29
mars
2016

On a tous déjà entendu : « J’ai un bon comptable, je ne paye jamais d’impôts ». D’autres ajouteront : « Le mien est meilleur, j’ai toujours un gros remboursement! ». Qu’en est-il réellement?

Il faut savoir que les autorités fiscales joignent d’autres cotisations que simplement l’impôt sur le revenu à votre déclaration d’impôt annuelle. Il y a aussi toute une série de mesures sociales qui sont versées plus tard, mais qui sont calculées à partir des renseignements contenus dans votre rapport d’impôt.  Les principales mesures sociales sont : la prestation universelle de garde d’enfant (PUGE), la prestation fiscale canadienne pour enfants (PFCE), le paiement de soutien aux enfants (allocations familiales provinciales), le supplément de revenu garanti, le crédit de TPS et le crédit de solidarité. Ces mesures sont basées sur le revenu familial net contenu dans vos déclarations d’impôts personnels. Elles sont réduites à mesure que le revenu familial net progresse.

Les principales autres cotisations incluses dans votre rapport d’impôt, et que vous payez avec vos impôts sur le revenu sont celles relatives au Fonds de service de santé (FSS), au régime québécois d’assurance parentale (RQAP), à la Régie des rentes du Québec (RRQ) et à l’assurance médicaments. Lors des calculs, l’impôt exigible est réduit par des crédits personnels non remboursables, et plusieurs de ces cotisations génèrent de tels crédits. C’est un peu le chien qui court après sa queue!

Quelques fois il ne sert à rien de tenter de réduire le revenu à tout prix. Le seuil de revenu devrait normalement permettre d’utiliser les crédits personnels non remboursables. Ces crédits sont un allègement gratuit dont il faut tirer profit. En plus, plusieurs des crédits non utilisés d’un conjoint sont transférables à l’autre conjoint.

Lorsque vous exploitez une entreprise agricole, à titre de propriétaire unique ou en société en nom collectif, diverses mesures peuvent parfois permettre à votre comptable d’augmenter vos revenus fiscaux personnels. Ces choix peuvent être faits de manière à profiter au maximum de tous ces crédits. C’est le cas du rajustement facultatif d’inventaire ou encore de la déduction pour amortissement. La déduction pour amortissement peut être demandée pour un montant moindre que le maximum permis. Habituellement, ces augmentations de revenu pour une année donnent droit à une déduction future, contre les revenus futurs. Il peut être possible de bénéficier de meilleures économies fiscales futures au lieu d’utiliser la déduction dans l’année où elle est permise. Par contre, faire le choix d’augmenter les revenus d’une année pour profiter d’économies futures peut aussi vouloir dire payer davantage d’autres cotisations, ou perdre en partie ou complètement certaines mesures sociales.

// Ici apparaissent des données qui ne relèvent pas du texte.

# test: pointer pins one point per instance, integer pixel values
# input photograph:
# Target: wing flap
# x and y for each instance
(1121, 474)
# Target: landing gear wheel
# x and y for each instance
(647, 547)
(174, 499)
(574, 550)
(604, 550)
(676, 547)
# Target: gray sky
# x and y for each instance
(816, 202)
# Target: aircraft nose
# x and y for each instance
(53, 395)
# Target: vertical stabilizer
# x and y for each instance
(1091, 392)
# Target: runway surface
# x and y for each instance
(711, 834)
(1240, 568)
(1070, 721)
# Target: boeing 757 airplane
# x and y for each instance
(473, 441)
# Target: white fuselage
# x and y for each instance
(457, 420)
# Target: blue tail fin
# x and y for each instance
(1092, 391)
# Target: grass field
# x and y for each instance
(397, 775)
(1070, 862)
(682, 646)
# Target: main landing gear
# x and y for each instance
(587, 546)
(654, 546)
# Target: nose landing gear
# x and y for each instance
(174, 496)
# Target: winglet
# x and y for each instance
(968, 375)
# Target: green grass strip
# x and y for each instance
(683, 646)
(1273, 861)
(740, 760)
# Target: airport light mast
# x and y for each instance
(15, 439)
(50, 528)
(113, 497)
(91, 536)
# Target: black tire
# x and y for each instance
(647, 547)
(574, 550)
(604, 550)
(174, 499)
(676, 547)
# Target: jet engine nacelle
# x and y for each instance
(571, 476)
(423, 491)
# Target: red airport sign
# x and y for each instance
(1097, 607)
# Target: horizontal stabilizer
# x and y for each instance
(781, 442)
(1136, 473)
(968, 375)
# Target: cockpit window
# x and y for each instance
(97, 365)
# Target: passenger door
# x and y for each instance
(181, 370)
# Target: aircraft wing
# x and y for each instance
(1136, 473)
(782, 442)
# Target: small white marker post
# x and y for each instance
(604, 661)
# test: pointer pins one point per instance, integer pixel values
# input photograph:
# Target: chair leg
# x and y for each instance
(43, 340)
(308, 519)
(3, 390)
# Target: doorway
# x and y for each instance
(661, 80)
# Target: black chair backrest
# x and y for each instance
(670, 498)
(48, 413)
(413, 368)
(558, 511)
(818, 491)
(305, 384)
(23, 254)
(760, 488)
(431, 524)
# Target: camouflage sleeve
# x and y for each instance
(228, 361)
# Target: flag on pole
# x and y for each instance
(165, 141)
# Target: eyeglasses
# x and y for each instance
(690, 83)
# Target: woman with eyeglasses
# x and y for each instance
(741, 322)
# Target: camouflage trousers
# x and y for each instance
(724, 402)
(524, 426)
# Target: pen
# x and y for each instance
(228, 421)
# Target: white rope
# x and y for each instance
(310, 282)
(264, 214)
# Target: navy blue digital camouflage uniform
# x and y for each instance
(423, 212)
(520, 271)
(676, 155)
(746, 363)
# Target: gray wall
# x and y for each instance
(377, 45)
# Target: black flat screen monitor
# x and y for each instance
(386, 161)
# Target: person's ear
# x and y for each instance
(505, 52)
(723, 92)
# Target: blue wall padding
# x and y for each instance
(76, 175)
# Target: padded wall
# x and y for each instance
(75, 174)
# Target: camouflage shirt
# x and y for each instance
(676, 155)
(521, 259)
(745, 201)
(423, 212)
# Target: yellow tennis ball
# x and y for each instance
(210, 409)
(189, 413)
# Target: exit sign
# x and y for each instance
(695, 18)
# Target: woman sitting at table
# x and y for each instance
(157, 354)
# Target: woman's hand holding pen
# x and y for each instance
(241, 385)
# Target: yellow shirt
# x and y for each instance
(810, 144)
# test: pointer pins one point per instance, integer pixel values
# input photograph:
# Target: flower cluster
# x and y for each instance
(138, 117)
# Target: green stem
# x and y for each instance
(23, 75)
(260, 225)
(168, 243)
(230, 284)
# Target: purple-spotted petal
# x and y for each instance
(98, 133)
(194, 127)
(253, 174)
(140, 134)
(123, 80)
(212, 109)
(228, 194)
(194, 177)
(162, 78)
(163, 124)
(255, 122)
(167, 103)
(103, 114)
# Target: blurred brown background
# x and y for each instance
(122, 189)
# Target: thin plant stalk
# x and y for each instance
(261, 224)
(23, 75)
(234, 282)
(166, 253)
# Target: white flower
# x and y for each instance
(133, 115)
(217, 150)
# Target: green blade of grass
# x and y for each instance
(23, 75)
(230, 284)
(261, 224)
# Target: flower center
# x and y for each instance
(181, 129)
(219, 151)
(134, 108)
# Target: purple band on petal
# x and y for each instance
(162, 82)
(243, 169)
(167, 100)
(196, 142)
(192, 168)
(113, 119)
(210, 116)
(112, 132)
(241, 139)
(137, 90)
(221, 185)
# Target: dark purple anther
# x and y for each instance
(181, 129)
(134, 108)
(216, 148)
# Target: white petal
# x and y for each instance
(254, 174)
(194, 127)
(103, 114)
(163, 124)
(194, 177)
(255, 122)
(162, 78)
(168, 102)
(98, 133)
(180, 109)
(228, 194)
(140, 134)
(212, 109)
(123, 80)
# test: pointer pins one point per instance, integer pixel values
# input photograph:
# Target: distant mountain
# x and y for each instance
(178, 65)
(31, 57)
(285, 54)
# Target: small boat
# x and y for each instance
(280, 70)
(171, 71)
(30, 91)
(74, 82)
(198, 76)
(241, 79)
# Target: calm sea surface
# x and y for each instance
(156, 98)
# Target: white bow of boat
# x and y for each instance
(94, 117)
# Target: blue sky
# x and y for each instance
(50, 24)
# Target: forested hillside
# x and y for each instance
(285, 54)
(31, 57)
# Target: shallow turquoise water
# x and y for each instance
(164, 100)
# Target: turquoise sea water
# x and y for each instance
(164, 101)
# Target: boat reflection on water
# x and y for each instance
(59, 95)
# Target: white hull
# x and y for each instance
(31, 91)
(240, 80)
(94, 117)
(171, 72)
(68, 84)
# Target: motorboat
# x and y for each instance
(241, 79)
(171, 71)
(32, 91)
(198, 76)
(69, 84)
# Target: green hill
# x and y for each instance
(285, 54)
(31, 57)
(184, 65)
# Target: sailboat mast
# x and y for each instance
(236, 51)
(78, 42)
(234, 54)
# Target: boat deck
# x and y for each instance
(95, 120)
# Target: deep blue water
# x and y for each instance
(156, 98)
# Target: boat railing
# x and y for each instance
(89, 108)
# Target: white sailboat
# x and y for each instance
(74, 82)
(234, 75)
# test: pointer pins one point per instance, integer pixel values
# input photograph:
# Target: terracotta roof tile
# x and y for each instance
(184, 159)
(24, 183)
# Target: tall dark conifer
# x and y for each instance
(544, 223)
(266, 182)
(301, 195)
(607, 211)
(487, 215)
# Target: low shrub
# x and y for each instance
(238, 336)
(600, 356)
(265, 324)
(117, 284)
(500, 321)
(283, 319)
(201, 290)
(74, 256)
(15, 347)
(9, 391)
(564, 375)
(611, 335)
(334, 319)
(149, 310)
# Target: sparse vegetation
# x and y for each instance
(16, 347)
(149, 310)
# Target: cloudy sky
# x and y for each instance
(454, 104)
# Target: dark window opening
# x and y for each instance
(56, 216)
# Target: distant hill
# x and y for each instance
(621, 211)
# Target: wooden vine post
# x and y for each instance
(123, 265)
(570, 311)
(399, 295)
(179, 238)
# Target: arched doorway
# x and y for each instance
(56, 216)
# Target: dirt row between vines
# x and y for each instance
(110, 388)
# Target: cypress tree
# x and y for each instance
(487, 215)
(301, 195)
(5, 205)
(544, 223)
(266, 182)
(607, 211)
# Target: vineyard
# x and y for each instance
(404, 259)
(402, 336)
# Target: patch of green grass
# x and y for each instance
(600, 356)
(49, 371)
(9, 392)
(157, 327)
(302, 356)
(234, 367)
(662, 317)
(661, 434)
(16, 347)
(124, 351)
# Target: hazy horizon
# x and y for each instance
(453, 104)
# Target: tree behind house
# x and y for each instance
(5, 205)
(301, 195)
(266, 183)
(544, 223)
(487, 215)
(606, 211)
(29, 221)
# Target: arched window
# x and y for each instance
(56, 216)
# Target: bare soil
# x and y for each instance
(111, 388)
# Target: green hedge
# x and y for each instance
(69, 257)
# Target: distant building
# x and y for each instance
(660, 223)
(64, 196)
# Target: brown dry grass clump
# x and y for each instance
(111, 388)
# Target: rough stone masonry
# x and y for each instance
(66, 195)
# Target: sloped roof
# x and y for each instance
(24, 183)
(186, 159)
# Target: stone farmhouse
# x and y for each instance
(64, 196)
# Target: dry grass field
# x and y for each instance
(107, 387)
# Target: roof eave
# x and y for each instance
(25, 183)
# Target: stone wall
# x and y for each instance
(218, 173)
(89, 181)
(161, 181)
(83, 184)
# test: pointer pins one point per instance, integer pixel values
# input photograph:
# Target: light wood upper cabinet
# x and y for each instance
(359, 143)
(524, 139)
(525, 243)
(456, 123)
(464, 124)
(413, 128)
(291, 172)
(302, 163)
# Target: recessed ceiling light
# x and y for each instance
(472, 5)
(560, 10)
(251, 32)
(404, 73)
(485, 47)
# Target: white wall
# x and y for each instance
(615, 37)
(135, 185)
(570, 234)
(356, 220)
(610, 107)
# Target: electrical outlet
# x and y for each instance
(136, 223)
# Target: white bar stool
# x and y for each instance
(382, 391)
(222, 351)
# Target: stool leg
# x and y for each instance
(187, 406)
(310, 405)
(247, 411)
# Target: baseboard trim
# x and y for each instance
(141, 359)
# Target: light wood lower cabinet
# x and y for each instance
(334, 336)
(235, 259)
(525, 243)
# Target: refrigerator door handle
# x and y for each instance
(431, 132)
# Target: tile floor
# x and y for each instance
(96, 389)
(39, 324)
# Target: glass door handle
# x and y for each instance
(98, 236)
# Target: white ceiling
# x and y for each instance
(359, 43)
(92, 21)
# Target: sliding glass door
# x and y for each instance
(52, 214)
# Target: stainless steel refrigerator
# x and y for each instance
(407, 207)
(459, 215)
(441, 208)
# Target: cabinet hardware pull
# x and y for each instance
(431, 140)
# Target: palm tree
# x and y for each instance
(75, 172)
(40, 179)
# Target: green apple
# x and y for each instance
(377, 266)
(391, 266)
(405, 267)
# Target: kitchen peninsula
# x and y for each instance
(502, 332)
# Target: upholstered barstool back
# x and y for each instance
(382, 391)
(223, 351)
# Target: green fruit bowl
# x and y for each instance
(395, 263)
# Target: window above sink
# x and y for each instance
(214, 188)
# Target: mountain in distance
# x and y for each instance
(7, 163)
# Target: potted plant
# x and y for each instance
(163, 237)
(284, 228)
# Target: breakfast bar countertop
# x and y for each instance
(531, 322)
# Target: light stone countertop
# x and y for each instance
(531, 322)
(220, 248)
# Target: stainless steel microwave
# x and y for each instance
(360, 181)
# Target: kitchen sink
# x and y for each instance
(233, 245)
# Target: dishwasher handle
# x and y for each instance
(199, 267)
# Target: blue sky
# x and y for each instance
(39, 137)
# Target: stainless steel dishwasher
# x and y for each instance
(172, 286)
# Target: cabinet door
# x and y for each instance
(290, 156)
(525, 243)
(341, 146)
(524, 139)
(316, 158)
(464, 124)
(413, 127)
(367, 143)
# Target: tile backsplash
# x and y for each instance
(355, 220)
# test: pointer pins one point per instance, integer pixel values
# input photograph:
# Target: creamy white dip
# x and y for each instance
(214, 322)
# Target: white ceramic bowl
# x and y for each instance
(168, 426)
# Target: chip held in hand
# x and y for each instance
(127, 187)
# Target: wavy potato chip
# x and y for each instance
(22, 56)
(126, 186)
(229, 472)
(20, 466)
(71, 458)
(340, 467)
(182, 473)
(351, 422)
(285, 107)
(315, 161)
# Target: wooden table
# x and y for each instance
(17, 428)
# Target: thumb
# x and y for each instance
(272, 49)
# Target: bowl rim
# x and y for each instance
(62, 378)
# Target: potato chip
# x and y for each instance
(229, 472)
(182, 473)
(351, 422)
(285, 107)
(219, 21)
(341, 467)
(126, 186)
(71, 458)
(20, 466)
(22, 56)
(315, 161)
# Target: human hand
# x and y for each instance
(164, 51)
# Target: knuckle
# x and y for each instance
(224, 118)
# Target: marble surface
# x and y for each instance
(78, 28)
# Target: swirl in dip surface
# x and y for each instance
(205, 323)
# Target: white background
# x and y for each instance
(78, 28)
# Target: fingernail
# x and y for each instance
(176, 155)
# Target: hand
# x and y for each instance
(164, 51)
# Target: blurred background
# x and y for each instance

Je m’attarderai plus ici aux cotisations puisque ce sont elles qui ont une incidence sur le chèque à faire, ou le remboursement que vous obtiendrez.  La part la plus importante des autres cotisations est celle de la RRQ. À mon sens, la RRQ n’est pas une dépense, mais bien un investissement. On entend tous parler des régimes de retraite à vie de la fonction publique… Ce sont des régimes de retraite à prestation déterminée. Cela signifie que, peu importe ce qui se passera dans l’économie, peu importe les rendements réels du régime, le revenu à la retraite est garanti. Les employés y contribuent et payent une cotisation prélevée sur leurs salaires pour gagner des droits à la retraite. La RRQ est le seul régime à prestation déterminé auquel tous les Québécois ont accès. Pour y avoir accès par contre, il faut aussi y avoir contribué en réalisant des revenus assujettis. C’est souvent près de l’âge de la retraite qu’on en comprend l’importance. Malheureusement, si l’on ne fait que maximiser un remboursement d’impôt ou diminuer un chèque à faire, on peut rater des choix plus payants à long terme. Le choix d’utiliser les moyens permis pour augmenter le revenu personnel en est un. Souvent, le chèque à faire qui en découle permet justement de contribuer à la RRQ.

Quoi qu’il en soit, comme il s’agit de votre argent, votre comptable devrait identifier ces opportunités quand elles sont présentes et vous en informer. Vous devriez avoir le choix, soit encaisser plus, ou payer moins, maintenant ou soit profiter de meilleures économies fiscales futures et d’une meilleure retraite plus tard.

Finalement, le meilleur comptable devrait être celui qui prend vos intérêts à cœur. C’est celui qui peut vous expliquer votre situation et les choix qui s’offrent à vous. C’est ce que nous faisons ici lorsque la situation s’y prête!